Sylvia Chant, Professor of Development Geography in the Department of Geography and Environment, has been awarded the popular prize for photography at the 2015 LSE Research Festival.
A skilled photographer, Sylvia’s work documents the lives of people she meets in the course of her research, and has been featured at the Research Festival exhibition a number of times in previous years. Her photograph All Day Every Day, was selected as the favourite by exhibition attendees.

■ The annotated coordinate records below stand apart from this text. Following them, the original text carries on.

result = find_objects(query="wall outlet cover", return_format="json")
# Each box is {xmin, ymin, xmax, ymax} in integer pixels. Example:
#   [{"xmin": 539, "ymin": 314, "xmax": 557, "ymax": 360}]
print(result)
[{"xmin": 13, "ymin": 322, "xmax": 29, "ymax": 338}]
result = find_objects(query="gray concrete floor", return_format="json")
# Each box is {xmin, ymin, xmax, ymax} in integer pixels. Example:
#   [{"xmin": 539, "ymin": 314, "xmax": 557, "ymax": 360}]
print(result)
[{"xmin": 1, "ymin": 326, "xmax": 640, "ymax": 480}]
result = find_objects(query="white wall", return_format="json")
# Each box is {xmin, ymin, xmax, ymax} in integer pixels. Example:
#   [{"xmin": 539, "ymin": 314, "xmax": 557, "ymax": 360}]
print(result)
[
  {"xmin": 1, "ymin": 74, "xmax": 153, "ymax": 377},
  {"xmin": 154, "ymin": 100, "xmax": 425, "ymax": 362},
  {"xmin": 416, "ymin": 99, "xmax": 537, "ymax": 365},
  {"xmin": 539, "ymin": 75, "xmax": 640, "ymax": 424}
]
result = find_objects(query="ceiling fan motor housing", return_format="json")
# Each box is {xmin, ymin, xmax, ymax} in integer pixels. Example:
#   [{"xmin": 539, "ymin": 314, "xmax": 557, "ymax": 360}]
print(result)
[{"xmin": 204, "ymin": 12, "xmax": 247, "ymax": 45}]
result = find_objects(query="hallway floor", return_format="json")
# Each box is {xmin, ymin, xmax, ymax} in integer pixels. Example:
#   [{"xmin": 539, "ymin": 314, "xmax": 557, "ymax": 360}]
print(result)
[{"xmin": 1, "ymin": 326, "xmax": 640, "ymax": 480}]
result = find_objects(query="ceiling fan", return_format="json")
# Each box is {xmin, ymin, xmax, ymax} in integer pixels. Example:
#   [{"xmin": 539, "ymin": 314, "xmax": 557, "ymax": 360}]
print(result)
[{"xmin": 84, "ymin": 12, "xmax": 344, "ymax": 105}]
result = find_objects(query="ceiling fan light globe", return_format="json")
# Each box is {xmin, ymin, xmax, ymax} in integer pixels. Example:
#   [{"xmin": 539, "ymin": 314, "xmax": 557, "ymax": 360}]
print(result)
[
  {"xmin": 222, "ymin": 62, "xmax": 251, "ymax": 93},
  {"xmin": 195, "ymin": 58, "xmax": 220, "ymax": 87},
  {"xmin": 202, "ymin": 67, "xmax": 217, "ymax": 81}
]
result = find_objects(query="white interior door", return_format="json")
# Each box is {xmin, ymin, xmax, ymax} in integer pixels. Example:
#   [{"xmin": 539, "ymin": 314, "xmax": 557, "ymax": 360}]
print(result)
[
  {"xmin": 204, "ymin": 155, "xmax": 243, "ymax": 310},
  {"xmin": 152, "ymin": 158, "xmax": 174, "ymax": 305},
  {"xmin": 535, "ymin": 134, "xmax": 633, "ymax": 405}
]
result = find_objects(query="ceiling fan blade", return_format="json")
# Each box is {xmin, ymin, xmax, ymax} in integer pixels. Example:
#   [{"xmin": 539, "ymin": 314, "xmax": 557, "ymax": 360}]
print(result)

All Day Every Day. ©Sylvia Chant
The main reason for the widely-observed increase in informal employment in urban areas of The Gambia is poverty and lack of opportunities in ‘formal’ employment, especially for young people whose schooling is minimal. With an estimated 40% of the youth population being out of work, having any kind of business can make a difference and earn the respect, support and a roof over their heads from families or friends. This young man can afford no fixed premises, so uses his body to trade car accessories at busy traffic junctions and areas outside supermarkets where drivers pull up. His hours of work are often in excess of ten hours a day under a beating sun, and he frequently faces harassment, bribery and intimidation from the police and other informal workers selling the same goods in the the same spaces in the city. He has no choice, he maintains, but he is not idle, and this constitutes a start.
The LSE Research festival culminates each year with a multimedia exhibition featuring the work of researchers from LSE and elsewhere. Now in its fifth year, the exhibition forms part of a week-long programme of events designed to celebrate the creativity that lies at the heart of all research.
This year’s exhibition featured photographs, posters and short films entered by PhD students, academic and research staff.